一方、教主が性的暴行犯として逮捕されて収監生活を繰り返している中でも、摂理はむしろ組織を拡大させ、現在は日本、台湾、香港、米国など40カ国余りの3万人の信者を擁する教団になっているという。被害者たちは、鄭明析が本当のメシアかもしれないからと訴えるのをためらっているというから、人間を洗脳させるカルト宗教の弊害は実に恐ろしい。

失恋して統一教会を脱退

 ところで、このカルト宗教の誕生には統一教会が深く関わっている。

 2022年7月、摂理を脱退する記者会見を開いたキム・ギョンチョン牧師は記者会見文で、摂理教主の相次ぐ性犯罪の背景を次のように暴露した。

「鄭明析の絶え間ない性犯罪行為は、彼が主張する教理のためです。摂理の教理はほとんど統一教会の『原理講論』から来ています。特に創世記編に出てくる〈善悪を知る木の果〉を女性の性器と解釈し、アダムとエバが善悪を知る木の果を取って食べたことを〈セックスした〉と解釈する〈堕落論〉が同じです。

 鄭明析の“三時代論”によると、旧約は主従時代、新約は父子時代、今は成約で新郎新婦の時代だそうです。
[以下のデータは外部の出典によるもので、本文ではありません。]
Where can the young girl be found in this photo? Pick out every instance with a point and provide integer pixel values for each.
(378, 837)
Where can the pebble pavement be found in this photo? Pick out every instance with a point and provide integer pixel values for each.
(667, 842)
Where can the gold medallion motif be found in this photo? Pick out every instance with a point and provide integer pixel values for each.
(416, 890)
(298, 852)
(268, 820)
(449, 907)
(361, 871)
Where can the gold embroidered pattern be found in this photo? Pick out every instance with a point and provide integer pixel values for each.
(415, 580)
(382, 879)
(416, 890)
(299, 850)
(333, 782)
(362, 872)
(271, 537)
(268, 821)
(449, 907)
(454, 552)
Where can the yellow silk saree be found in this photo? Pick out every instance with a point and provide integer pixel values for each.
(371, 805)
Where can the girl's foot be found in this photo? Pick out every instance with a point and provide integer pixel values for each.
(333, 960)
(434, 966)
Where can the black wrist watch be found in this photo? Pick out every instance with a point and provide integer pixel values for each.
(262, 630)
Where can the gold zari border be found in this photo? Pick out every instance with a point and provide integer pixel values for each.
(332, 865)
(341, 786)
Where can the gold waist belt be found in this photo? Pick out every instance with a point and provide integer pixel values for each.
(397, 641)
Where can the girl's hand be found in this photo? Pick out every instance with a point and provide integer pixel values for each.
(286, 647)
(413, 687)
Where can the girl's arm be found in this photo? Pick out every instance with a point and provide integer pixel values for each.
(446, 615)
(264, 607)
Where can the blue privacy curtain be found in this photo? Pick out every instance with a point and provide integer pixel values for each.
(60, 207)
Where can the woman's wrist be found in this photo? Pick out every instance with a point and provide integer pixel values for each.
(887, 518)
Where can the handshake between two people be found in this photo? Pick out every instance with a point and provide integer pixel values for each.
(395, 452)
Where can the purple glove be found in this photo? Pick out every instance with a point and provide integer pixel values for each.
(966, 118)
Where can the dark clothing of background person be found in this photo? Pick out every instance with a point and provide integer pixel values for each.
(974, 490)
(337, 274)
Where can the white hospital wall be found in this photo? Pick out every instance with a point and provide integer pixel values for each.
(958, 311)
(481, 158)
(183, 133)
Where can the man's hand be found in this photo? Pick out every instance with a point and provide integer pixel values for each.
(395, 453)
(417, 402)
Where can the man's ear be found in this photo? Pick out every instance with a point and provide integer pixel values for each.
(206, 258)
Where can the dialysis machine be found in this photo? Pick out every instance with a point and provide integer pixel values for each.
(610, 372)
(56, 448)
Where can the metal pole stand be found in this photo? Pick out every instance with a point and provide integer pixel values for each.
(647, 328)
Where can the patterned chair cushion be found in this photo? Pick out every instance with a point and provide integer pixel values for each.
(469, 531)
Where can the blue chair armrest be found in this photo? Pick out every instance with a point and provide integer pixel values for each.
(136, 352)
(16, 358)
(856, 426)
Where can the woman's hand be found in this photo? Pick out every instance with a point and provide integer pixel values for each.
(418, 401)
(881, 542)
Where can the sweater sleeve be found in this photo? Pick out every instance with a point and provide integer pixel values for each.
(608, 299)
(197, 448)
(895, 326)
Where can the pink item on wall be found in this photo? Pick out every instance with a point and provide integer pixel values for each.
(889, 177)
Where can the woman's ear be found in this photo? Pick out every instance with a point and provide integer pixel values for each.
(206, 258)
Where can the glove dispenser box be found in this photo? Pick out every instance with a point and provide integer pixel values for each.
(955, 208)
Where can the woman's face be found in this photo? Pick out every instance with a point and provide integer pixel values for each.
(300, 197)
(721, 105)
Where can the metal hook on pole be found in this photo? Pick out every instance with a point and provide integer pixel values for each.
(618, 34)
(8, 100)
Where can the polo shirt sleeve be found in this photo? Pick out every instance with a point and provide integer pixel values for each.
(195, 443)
最初のアダムは未成熟のままエバとセックスをして堕落し、2番目のアダムであるイエスは肉体が死んでしまって(性的に堕落した人類の)救いを成し遂げられなかったので、鄭明析が3番目のアダムとなり新郎として来たと主張します。

 だから、新郎になった鄭明析を肉体的に愛することが神様を愛することだと言い、性犯罪を神様の愛だと美化しています。だから、女性たちは、性暴力を受けたにもかかわらず、神様から愛されたものだと錯覚させられます。その教理に惑わされた数百人の女性たちが自ら結婚をあきらめ、北朝鮮の『喜び組』のように生きています。彼女らには治療が必要であり、実際的な救助が必要です」

 カルト宗教研究家である故タク・ミョンファン牧師が月刊『現代宗教』99年8月号に寄稿した「JMSの歴史と実体」によれば、1945年生まれの鄭明析は30歳の1975年に統一教会に入教して1978年までの3年間、統一教会で「反共講師」として活動した。鄭はその当時、好意を寄せていた女性について統一教会に入教したのだが、彼女に失恋すると1978年に統一教会を脱退。側近たちに「文鮮明の使命は75年で終わり、78年からは私の使命が始まった」と公言していたという。